Klingt dystopisch, ist aber nicht gänzlich an den Haaren herbeigezogen. Genauer gesagt ist es so ähnlich schon einmal passiert, denn alle modernen Säugetiere stammen von winzigen mausartigen Vorfahren ab, die einst im Schatten der Dinosaurier lebten. Als dann die urzeitlichen Reptilien ausstarben, hatten unsere Ahnen die Möglichkeit, verschiedenste frei gewordene Nischen zu besetzen. Aus nachtaktiven Mäusen wurden Raubkatzen, Elefanten, Delfine, Menschen und viele mehr.
Masse oder Klasse?
Gibt man modernen Ratten also genug Zeit und Raum zur Entfaltung, könnten auch diese sich diversifizieren und schließlich zur herrschenden Lebensform werden.
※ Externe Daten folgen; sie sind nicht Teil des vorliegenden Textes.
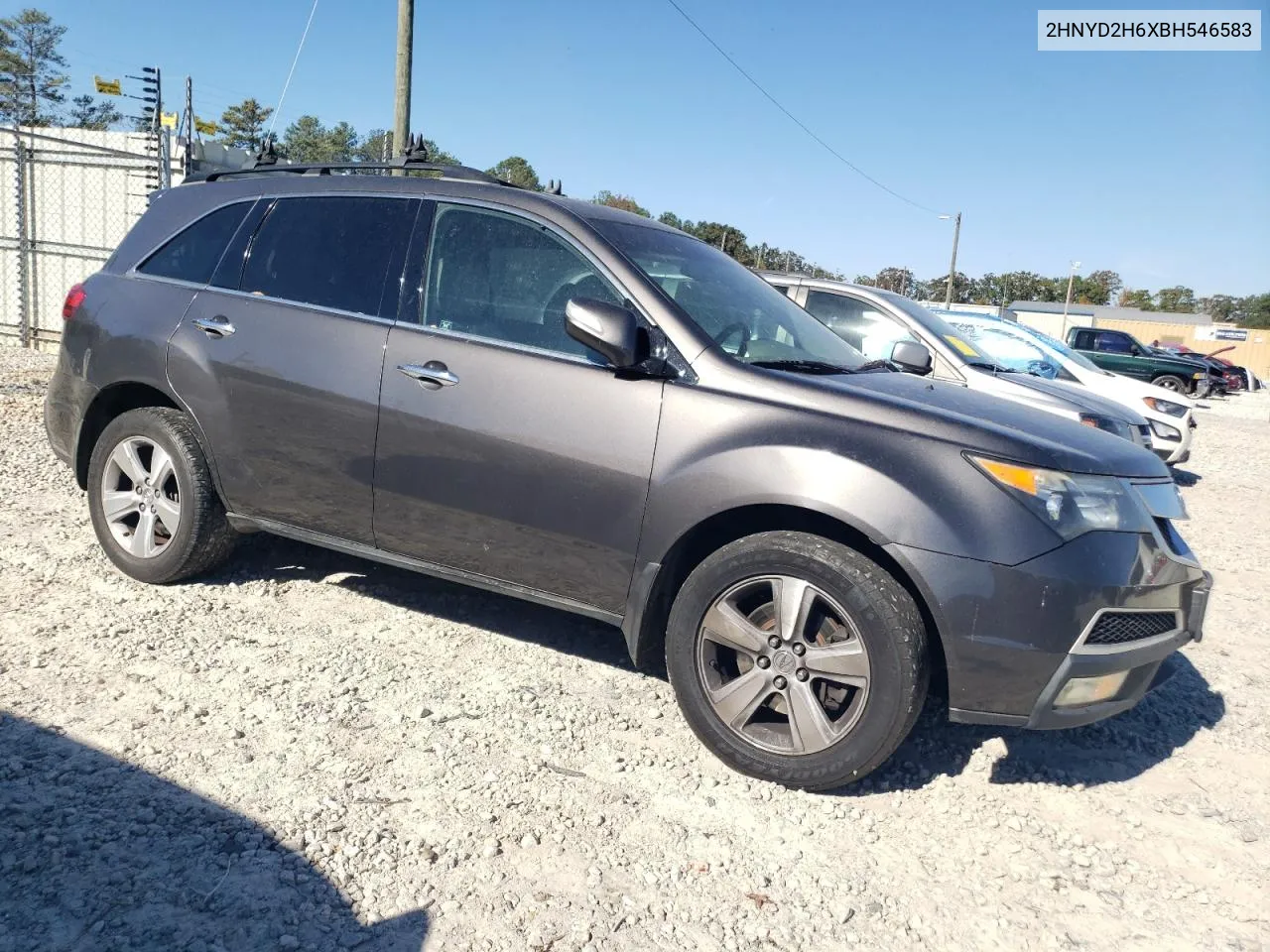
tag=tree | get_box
[1234,294,1270,327]
[1156,285,1195,313]
[486,155,543,191]
[67,94,123,130]
[0,8,69,126]
[278,115,357,163]
[1084,271,1124,304]
[872,267,917,298]
[926,272,970,304]
[1116,289,1156,311]
[590,189,653,218]
[219,99,273,153]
Doch was bedeutet das eigentlich? „Wird sich mit der Zeit eine Art intelligenter, kultivierter Ratten entwickeln? Werden Nagetierhistoriker und Wissenschaftler schließlich sorgfältige archäologische Ausgrabungen in den Schichten unserer längst verdichteten Städte organisieren und die eigentümlichen und vorübergehend tragischen Umstände rekonstruieren, die den Ratten zum Durchbruch verhalfen?“, überlegt Dawkins.
Doch dann wären wir wieder an einem Punkt angelangt, an dem sich aus einem bestehenden Tier erst eine menschenähnliche Version entwickeln muss, um als wahrer Planetenherrscher zu zählen. Ein Blick auf dominante Spezies der Vergangenheit zeigt allerdings, dass das nicht der Fall sein muss. So könnte man etwa die Dinosaurier als herrschende Tiergruppe ihrer Zeit bezeichnen. Und als es noch gar kein mehrzelliges Leben gab, waren gewissermaßen die Bakterien an der Macht. Letztlich sind sie das immer noch – zumindest zahlenmäßig. Denn in gerade einmal acht Kubikzentimetern Erde leben so viele Bakterien wie es Menschen auf dem gesamten Planeten gibt.
Ein anderer Ansatz wäre also, bei der Suche nach den am besten angepassten Kandidaten nicht nur die spektakulärsten Lebensformen in Betracht zu ziehen, sondern auch unscheinbare Tiere, die unseren Planeten allein aufgrund ihrer schieren Masse beherrschen könnten.